Find better ways for humans to review scholarly portfolios and make decisions based on them. That’s going to address this problem of evaluation far better than anything else.
SIDEBAR
And of course you can do some side bits with technology of course once you have all this info circulating around, like ranking relevance to help people find the best, most relevant work in the flood of science that is sloshing around. Usage factor, other metrics, these may all help in recommending things to read.
END SIDEBAR
References
Richard Monastersky, “The Number That’s Devouring Science“, Chronicle of Higher Education, Volume 52, Issue 8, Page A12 (2005)
The PLoS Medicine Editors, “The Impact Factor Game”, PLoS Med 3(6): e291 doi:10.1371/journal.pmed.0030291 (2006)
Peter A. Lawrence, “The Mismeasurement of Science”. Current Biology, 17 (15), r583. doi:10.1016/j.cub.2007.06.014 (2007)
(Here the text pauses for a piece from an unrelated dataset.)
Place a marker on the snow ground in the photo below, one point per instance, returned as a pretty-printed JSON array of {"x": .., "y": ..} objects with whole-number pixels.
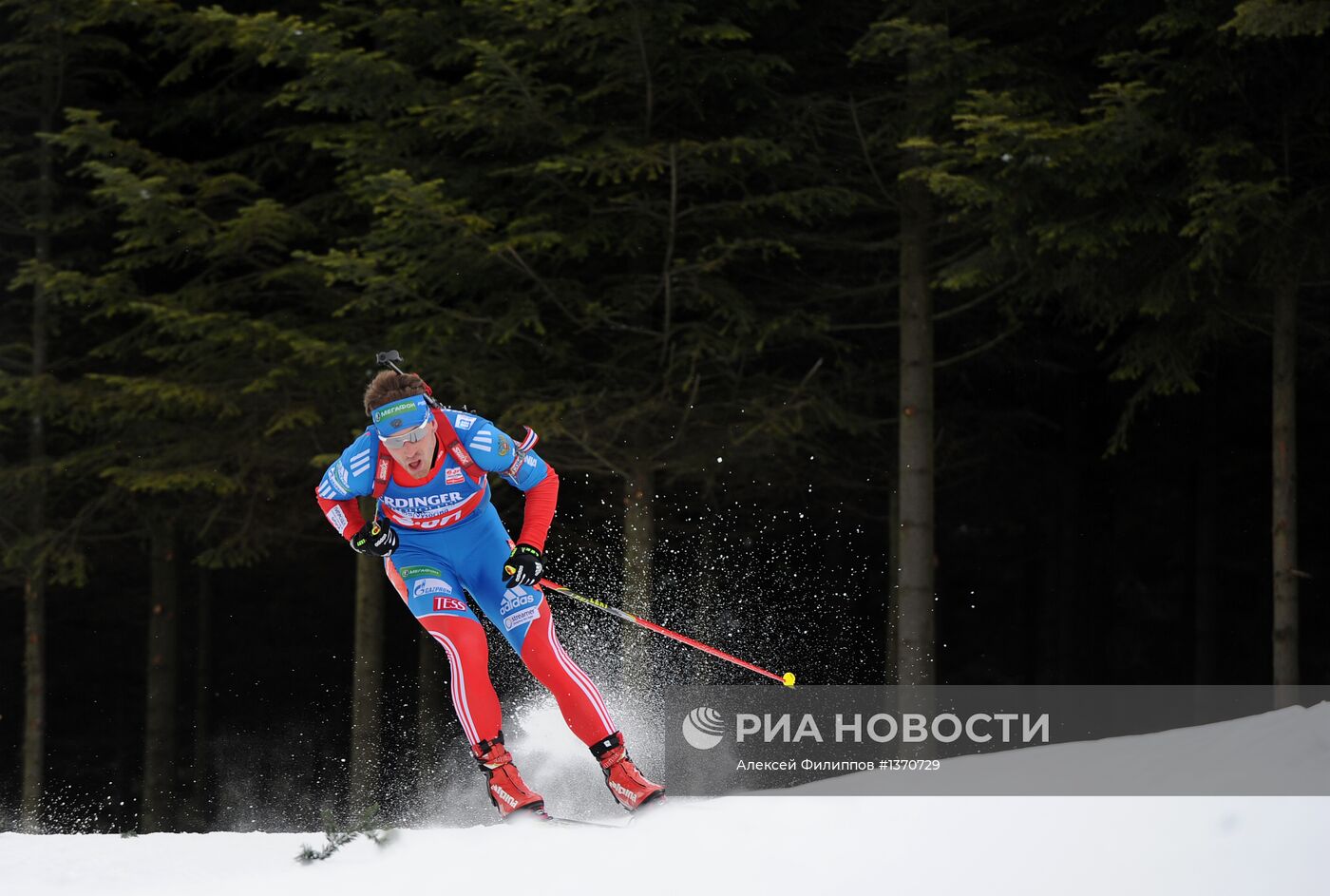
[{"x": 780, "y": 843}]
Bruno Granier, “Impact of research assessment on scientific publication in Earth Sciences” (PDF), a presentation at ICSTI June 2007 Public Conference on Assessing the quality and impact of research: practices and initiatives in scholarly information
Richard Akerman, “Web tools for peer reviewers…and everyone” (PDF), a presentation at ICSTI June 2007 Public Conference on Assessing the quality and impact of research: practices and initiatives in scholarly information
Corie Lok, “Scifoo: day 1; open science” (2007)
Alex Palazzo, “Scifoo – Day 2 – Science Communication” (2007)
Alex Palazzo, “Scifoo – Day 3 (well that was yesterday, but I just didn’t have the time …)” (2007)
Previously:
June 2007 Science Library Pad: ICSTI 2007 category
You’re absolutely right about the misapplication of metrics. If you rely too heavily on them you start thinking that if it can’t get a number it doesn’t exist (or matter). Then you have people gaming the system (how many papers) instead of doing what needs to get done.
I do hope you’ll be able to make our SciFoo Lives on session on Definitions in Open Science. If you email me a brief presentation (ppt or images) I’ll be happy to create a poster for you in Second Life.
You’ve really put your finger on why the obsession with journal ranking is so bad. It’s distracting from the whole purpose. Incidentally, that’s also kinda why Second Life is so bad. It’s technology for technology’s sake – the servant becoming the master – and not a useful tool for collaboration just as more and more advanced bibliometrics aren’t a useful tool for assessing scientific merit.
That’s not to say people shouldn’t keep pushing the envelope, but it does seem like a little bit of stfu-n-gbtw is in order after a while, doesn’t it?
Like any technology, Second Life has strengths and weaknesses. In my experience, it can work very well for networking with people at poster sessions.
A common reason for having a negative experience with Second Life is an inadequate video card.